Photography today is the torrent that carries us, and a language we all speak. Undertaking “Advanced Photographic Studies,” then, is a more complex endeavor than ever, and the work of these newly-minted MFAs represents the new ways in which the image can be interrogated and reinterpreted.
Artists: Esther Boesche, Stephanie Colgan, Joseph Desler Costa, Marie Louise Omme, Kat Shannon, Marisa Sottos, Daniel Terna, Jessica Thalmann, Beau Torres, Kimberly J. Wade & Tracie Williams
Esther Boesche (b. 1980, Bremerhaven, Germany) is a multimedia artist working in painting, sculpture, installation and photography. Her series, “Five Heads,” comprises “portraits” of her clay sculptures. These uncanny visages represent memories of archetypical vagabond or criminal characters from children’s literature, and play with conceptions and traditions of the photographic portrait.
The work of Stephanie Colgan (b. 1970, WI), engages with memory, as well as disruptions of the mythic image of family and domestic life.
Joseph Desler Costa’s (b. 1980, PA) work concerns the overlap of maleness and consumer culture. Many of his works, like Nine Laptops, 2014, are seductively colorful, in-camera experiments with objects of mass production.
The work of Marie Louise Omme (b. 1990, Silkeborg, Denmark) concerns itself with growth, entropy and transformation. In her video Break.Sculpture, 2015, a nocturnal experiment with mass, force, and velocity, produces magical results.
The photography, video and performance work of Kat Shannon (b. 1991, FL) addresses our craving for intimacy as well as our discomfort with it. In her wry video, Speaks Over Men, 2014 Shannon transforms mundane conversations with guarded strangers to reveal our shared vulnerabilities. Obsessive photographic portraits of her girlfriend, as well the video, Exchange of Nourishment, 2014, in which the two perform, speak to the passion and tension of interdependence.
Marisa Sottos, (b. 1990, NJ) is a photo-based artist and vocalist whose work interrogates romantic images of femininity, particularly as they relate to opera and popular music.
The exhibition includes a selection of photographs from the series “We Buy Gold,” by Daniel Terna (b. 1987, NY) which depicts windows in New York’s Diamond District. Denuded of their wares during Rosh Hashanah, the abandoned displays evoke the cultural legacy of Eastern European Jews in New York, as well as the history of street photography. Art Handler, installed in the gallery’s window, is a contemplative examination of the labor and craft of art exhibitions, contrasted with the polished spectacle that museum patrons enjoy.
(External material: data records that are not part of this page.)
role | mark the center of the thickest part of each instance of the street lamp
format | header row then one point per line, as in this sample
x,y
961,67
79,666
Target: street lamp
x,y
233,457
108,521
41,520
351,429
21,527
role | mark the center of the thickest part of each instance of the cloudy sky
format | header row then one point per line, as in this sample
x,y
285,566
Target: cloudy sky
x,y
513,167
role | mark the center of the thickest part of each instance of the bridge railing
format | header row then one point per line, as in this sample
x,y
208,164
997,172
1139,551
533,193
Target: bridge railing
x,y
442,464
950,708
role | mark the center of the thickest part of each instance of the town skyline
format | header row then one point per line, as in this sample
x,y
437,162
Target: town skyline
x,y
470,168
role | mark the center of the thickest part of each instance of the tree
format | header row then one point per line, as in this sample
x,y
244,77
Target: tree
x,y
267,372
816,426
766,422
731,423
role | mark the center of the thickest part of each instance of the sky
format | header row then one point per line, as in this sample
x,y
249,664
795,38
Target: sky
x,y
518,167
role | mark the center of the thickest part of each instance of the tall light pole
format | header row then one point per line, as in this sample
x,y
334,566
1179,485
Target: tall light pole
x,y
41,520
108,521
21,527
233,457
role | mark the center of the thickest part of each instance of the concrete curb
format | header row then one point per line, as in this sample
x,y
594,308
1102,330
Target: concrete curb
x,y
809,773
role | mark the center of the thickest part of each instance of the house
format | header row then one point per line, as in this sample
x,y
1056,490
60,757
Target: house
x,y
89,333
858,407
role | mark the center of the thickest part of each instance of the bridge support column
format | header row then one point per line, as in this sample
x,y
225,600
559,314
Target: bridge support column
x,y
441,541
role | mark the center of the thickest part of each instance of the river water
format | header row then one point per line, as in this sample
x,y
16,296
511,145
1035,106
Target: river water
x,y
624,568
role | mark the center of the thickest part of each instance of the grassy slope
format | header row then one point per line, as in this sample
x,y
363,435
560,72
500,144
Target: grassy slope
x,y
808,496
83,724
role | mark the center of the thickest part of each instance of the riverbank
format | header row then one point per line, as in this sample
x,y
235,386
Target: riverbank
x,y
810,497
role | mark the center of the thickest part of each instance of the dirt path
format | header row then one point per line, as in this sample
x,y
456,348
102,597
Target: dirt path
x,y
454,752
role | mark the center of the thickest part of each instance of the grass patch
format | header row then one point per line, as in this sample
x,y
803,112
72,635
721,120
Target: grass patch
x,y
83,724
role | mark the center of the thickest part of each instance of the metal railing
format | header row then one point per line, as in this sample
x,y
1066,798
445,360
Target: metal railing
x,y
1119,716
The recent work of Jessica Thalmann, (b. 1988, Toronto) is informed by the Brutalist architecture of her native city, and its relationship to violence, trauma, and memory. Utopos, 2015 is a site-specific photographic sculptural installation constructed of intricately folded photographs. For Thalmann, the fold is a metaphor for the complexity of memory and images, providing multiple perspectives on an image at once
The work of Beau Torres (b. 1989, GA) explores the traditions of still life and assemblage, as informed by online culture. On July 7th, Torres will perform New New Photography 2.0 with Beau Torres, a demonstration of the aesthetics of contemporary image making informed by the expositional style of painter Bob Ross. In his 12-min video, Brush Against Me David; it is what it is, 2015, on view at Baxter Street at CCNY, utilitarian shop objects are arranged and rearranged a tragic and erotic balletic performance.
Kimberly J. Wade’s (b. 1976, NY), Ima Pear (For Trayvon, Eric and Michael), 2015 features the fanciful doodles of her 14 year old, Lance, and channels the fear of American parents for their black sons.
Tracie Williams (b. 1976, NM) is concerned with social justice and the aftermath of war, and has traveled broadly as a photojournalist. The photographs she made while perusing her MFA— sites from the American road, as well as home and family—are more internal, yet still reflect her restless, peripatetic practice.